Hoy, la bebé de Laura tiene nueve meses, para sus padres es la niña más hermosa y no tienen duda de que toda su peregrinación valió la pena. Además, si Laura quisiera tener un segundo hijo, todavía hay dos embriones libres de la mutación congelados y disponibles para transferirse al útero de la joven, comenta Cristina Lanzua.
Las enfermedades raras
El grupo de científicos del Instituto Vida que participó en el diagnóstico preimplantacional de Laura publicó los detalles de su trabajo en la revista científica Revista de Investigación Clínica, y aunque el diagnóstico preimplantacional es un método que se ha descrito en la literatura científica desde 2012, Raúl Piña dice que para ellos era importante que se publicara por primera vez una historia mexicana de éxito en un revista mexicana reconocida, para dar cuenta de que este tratamiento de reproducción asistida es una alternativa viable en México para evitar la transmisión de las enfermedades raras.
Una enfermedad rara es un padecimiento poco común que afecta a una persona de cada dos mil.
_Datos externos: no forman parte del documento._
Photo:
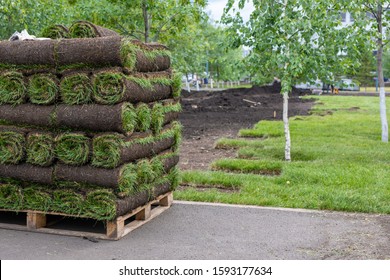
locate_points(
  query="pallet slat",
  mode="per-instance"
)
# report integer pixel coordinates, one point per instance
(36, 221)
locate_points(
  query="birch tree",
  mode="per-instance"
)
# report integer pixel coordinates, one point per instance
(294, 40)
(372, 16)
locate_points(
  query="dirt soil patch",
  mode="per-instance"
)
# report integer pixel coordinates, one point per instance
(210, 115)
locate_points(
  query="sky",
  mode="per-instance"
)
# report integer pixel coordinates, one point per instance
(216, 9)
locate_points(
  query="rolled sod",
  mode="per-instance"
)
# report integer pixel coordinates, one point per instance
(119, 118)
(67, 201)
(144, 117)
(12, 147)
(112, 150)
(100, 51)
(11, 197)
(57, 31)
(43, 89)
(86, 29)
(164, 113)
(100, 205)
(73, 148)
(36, 198)
(12, 88)
(76, 88)
(115, 87)
(28, 52)
(40, 149)
(28, 172)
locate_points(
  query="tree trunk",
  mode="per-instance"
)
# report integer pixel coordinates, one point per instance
(381, 81)
(145, 15)
(287, 149)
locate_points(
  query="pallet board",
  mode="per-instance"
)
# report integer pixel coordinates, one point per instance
(50, 222)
Si lo comparamos con la diabetes, que afecta a tres de cada 10 mexicanos, parecería que las enfermedades raras no son un problema de salud pública. Pero existen cerca de siete mil tipos diferentes de enfermedades raras y 80 por ciento tiene un origen genético, es decir, se heredan y, por lo tanto, el diagnóstico preimplantacional podría representar una opción para casi cinco mil 600 enfermedades que pueden ser incapacitantes y muy dolorosas para las familias, señala Raúl Piña.
“Laura y su pareja terminaron viajando a Estados Unidos para hacerse un estudio que les hubieran podido ofrecer en México. Y no solo eso, en Chicago, la ciudad donde está la clínica pionera de los diagnósticos genéticos en embriones en América, no supieron orientarlos. Esto nos habla del reto que tienen las personas que sufren de enfermedades genéticas raras para encontrar opciones de reproducción”.